This one goes out to the investment bankers. The ones we all want to love, but sometimes wish we’d left behind. (Okay, that was strained. It worked a lot better when I was thinking about it on the couch last night.)
I’ve started and stopped writing this post several times, looking for a way to make it more interesting (and make me more interested in writing it). It’s one of those topics that anyone who writes about antitrust feels compelled to cover every so often. Maybe you recently looked at a deal where the Offering Memo created some antitrust heartburn. Or maybe you recently had a pleasant experience where the bankers actually sought antitrust input before sending anything. Whatever the reason, it seems like every few years or so, I just have to write something about bad documents. They hurt.
But let’s start from the very beginning. If you’re reading this, you probably don’t need to be told, but nonetheless, when a transaction requires an HSR notification, certain documents need to be submitted to the Antitrust Division of the Department of Justice and the Federal Trade Commission. The documents that must be submitted include any analysis of competition in the industry that was prepared by or for an officer or director and, since the most recent revision to the HSR form, explicitly any Confidential Information Memorandum or document serving the same purpose. That means you, Ms. Investment Banker, are writing a document that will get a careful look from the antitrust authorities.
These documents are often the first substantive introduction to competition in the industry that the investigating government lawyer will see. If the impression they get is one of limited competition, high barriers to entry and the ability to impose price increases on customers, the transaction will at minimum get some preliminary investigation, and the antitrust lawyers will have to work to dispel that impression.

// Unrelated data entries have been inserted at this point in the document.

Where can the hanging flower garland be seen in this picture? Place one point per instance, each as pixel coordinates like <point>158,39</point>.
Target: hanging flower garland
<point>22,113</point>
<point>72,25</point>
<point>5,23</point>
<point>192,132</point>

Bummer, eh? What could be more appealing to a potential purchaser of a business than a sustainably profitable monopoly?
And that’s really the issue. The job of the investment banker is to help sell the business for as much as possible. Telling buyers that they won’t have to worry about competition is a pretty obvious way to help do that. The problem is that telling buyers that also makes it less probable that they will be able to complete the transaction. And nobody wants that.
So what to do? Well, ideally, get the antitrust lawyer to comment on any deal books before they go out. But even before you do that, it might help to ask yourself two questions about what you want to say: (1) is that really true?, and (2) do I need to say that?
Sure, your client might say that its proprietary process for widget manufacturing is so efficient that it functions as a barrier to entry, but even if that’s true (seems unlikely) do you need to put it that way? How about we just describe how wonderful, sustainable and low cost the proprietary system is and let the reader draw his own conclusions? If there is IP that protects it, do you really need to say that the IP prevents competition, and does it really (surely there are other methods for manufacturing those widgets)?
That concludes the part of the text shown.